El color del silencio

Hay una frase que encierra una afirmación que cada vez me crispa más; llamémoslo “El silencio de la guerra”.

Es una afirmación que primero la escuchas de manera descuidada y te produce una cierta incomodidad, cierto desasosiego que no alcanzas a definir hasta que escuchas la versión bien intencionada del analista, generalmente de izquierdas, que la matiza reformulándola más o menos de la siguiente manera: la guerra provocó tal terror en la población civil que el país se sumió en una afasia o silencio colectivo.

Mentira. De pronto descubres qué es lo que te molestaba y no es otra cosa que la mentira bajo apariencia de justificación.

Mentira. En mi casa, en mi familia y hasta en mi barrio -El Llano, de Gijón- se hablaba de la contienda. Por lo bajo, a veces entre dientes, pero se hablaba.

(No se debe confundir el silencio con hablar en voz baja porque la gente sabía que había oídos criminales).

Mentira. Yo supe de Durruti, el Campesino o Líster, no en los libros de texto ¡por supuesto! sino en las conversaciones familiares.

Mentira. De la misma manera que Belchite, Guadalajara o la batalla del Ebro no eran sólo lugares de la geografía sino escenarios de la tragedia que había sido vivida en carne propia en esos espacios por mi padre, mis tíos y otra parentela.

Cuando oigo la mencionada frase no puedo dejar de pensar que es una manera de reescribir la historia silenciando, una vez más, la voz de los vencidos.

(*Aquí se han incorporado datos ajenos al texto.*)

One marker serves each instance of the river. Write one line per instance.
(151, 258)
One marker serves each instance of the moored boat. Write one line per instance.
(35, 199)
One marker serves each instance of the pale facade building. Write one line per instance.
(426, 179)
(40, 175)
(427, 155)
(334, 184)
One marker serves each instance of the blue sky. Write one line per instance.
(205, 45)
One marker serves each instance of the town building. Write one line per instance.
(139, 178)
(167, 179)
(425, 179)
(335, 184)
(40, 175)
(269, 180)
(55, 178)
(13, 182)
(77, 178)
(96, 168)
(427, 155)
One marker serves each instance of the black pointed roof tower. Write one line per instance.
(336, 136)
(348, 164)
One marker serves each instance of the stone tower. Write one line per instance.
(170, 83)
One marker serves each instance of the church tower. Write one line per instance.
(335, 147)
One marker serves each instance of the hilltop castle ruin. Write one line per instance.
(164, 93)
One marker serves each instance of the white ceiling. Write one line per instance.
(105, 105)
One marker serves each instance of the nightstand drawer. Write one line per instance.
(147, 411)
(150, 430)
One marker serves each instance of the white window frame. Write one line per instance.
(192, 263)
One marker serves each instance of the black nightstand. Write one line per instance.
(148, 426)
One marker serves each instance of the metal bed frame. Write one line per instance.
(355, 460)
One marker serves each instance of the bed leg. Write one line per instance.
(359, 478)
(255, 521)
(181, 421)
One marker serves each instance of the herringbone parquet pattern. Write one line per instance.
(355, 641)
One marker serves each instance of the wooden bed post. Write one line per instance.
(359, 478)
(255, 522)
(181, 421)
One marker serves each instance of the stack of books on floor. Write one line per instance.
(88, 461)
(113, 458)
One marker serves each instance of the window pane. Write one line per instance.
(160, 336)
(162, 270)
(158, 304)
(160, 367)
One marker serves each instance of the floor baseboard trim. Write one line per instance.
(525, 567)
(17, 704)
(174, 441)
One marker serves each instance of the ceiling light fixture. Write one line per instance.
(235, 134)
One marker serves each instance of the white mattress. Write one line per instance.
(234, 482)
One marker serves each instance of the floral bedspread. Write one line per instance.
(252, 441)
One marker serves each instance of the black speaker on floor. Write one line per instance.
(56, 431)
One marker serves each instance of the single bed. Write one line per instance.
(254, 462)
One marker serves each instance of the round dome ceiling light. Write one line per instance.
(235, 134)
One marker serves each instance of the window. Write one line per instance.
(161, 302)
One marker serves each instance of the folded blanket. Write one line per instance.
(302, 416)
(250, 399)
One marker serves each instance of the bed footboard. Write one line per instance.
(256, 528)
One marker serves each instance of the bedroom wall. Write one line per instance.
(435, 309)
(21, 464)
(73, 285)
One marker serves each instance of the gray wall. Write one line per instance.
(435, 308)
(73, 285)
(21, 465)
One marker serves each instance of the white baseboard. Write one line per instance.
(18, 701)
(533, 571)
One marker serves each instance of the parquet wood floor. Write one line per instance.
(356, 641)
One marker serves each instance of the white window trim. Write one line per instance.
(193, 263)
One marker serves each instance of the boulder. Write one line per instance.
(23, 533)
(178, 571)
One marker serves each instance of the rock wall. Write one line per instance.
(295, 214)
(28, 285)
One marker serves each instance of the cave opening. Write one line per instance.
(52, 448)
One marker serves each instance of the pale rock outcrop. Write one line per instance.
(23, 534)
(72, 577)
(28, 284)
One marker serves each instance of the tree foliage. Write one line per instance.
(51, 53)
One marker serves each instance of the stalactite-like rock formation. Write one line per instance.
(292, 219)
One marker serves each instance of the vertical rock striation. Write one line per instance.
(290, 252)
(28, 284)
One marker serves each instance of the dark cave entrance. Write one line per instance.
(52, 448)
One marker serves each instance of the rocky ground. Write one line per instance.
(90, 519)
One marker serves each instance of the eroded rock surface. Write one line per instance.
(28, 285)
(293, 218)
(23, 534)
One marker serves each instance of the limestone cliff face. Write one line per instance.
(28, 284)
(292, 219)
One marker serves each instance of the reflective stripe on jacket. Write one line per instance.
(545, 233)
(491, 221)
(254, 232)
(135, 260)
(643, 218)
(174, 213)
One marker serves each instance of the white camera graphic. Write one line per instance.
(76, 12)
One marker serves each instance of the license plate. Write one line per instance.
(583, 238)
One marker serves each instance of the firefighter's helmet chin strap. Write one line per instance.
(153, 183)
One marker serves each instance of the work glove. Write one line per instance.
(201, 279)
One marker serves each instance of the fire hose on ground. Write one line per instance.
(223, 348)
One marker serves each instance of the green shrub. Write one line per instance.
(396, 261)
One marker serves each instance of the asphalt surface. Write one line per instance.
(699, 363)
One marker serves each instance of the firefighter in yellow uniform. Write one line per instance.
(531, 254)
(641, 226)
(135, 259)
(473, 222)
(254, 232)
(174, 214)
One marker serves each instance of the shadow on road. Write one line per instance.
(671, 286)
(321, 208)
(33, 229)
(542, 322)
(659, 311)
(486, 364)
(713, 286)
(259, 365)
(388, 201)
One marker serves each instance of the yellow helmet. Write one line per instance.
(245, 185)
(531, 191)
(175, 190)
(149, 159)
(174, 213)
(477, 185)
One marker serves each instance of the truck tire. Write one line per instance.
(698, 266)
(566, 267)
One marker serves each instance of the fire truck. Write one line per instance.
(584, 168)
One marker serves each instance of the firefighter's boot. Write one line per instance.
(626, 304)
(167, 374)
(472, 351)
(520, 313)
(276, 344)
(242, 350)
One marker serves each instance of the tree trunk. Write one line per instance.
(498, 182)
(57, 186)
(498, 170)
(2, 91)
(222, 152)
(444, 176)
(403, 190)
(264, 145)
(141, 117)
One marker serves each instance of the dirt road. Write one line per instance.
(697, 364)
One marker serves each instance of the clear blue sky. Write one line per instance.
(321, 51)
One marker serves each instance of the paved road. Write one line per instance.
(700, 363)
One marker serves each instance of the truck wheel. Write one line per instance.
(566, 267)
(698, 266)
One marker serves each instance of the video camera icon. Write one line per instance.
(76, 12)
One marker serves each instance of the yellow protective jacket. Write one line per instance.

Probablemente no se hablase de la guerra en casa de los vencedores: tenían mucho que callar si es que les quedaba algo de vergüenza o una pizca de decencia. Era mejor pasar de puntillas sobre los asesinatos que se prolongaron hasta muy avanzada la postguerra (pensemos que todavía en el año 1949 fueron arrojados al pozu Funeres, en Asturias, los cuerpos, algunos todavía con vida, de militantes socialistas de la cuenca minera). Mejor olvidar los juicios sumarísimos, ignorar las detenciones arbitrarias, las palizas y las torturas que se prolongaron durante mucho tiempo una vez acabada oficialmente la guerra civil, por no hablar del expolio económico y el ostracismo al que fueron sometidas las familias que apoyaron a la República.

Pero es obvio que silencio entre la mayoría de los vencedores no hubo, al menos en el ámbito público: gozaban de impunidad y tenían todos los medios a su alcance para airear su versión y alardear de sus “hazañas”.

Para los vencidos y humillados “rojos” el rememorar lo que había pasado era afianzarse en la justeza de sus convicciones como manera de combatir el horror y la muerte. Lo mismo que escuchar “La Pirenaica” a altas horas de la noche era mantener viva la esperanza y el contacto más allá de las cuatro paredes de casa.

Callarse para muchos era el equivalente a una lobotomía que no estaban dispuestos a aceptar. Por coherencia. Y así hacían suyo -sin saberlo en muchos casos- el verso de Cernuda: “Recuérdalo tú y recuérdalo a otros….”.

Y los niños estábamos allí, husmeando “el silencio”, interpretando cuándo y con quién debíamos hablar y cuándo y con quién no. Una mirada bastaba para decirnos cómo debíamos actuar como si fuésemos los protagonistas del ensayo Veo una voz, de Oliver Sacks.

Por eso el silencio de la guerra tiene color (debo el título de este breve texto a mi amiga Cristina González con la que comparto esta experiencia).

Doy por supuesto que hubiera familias en las que se hubiese cebado la tragedia y el silencio fuese un modo de no ahondar en la herida, así como que, con el paso del tiempo, el silencio o las conversaciones tomasen otro cariz por mor de la clandestinidad, pero esa “afasia” con la que la mayoría parece identificarse me recuerda a la oposición silenciosa de tiempos del franquismo tan bien descrita y ridiculizada por Gregorio Morán.

Esa oposición que, a fuer de ser silenciosa como señala Juan Goytisolo en su artículo Del oportunismo como una de las Bellas Artes (El País; febrero de 2015), nadie se enteró de ella.
Apelar al miedo para justificar una prudencia a menudo rayana en la cobardía es faltar a la verdad y escribir la Historia con renglones torcidos, aunque sea más fácil vivir con una mala conciencia si se tiene una buena reputación.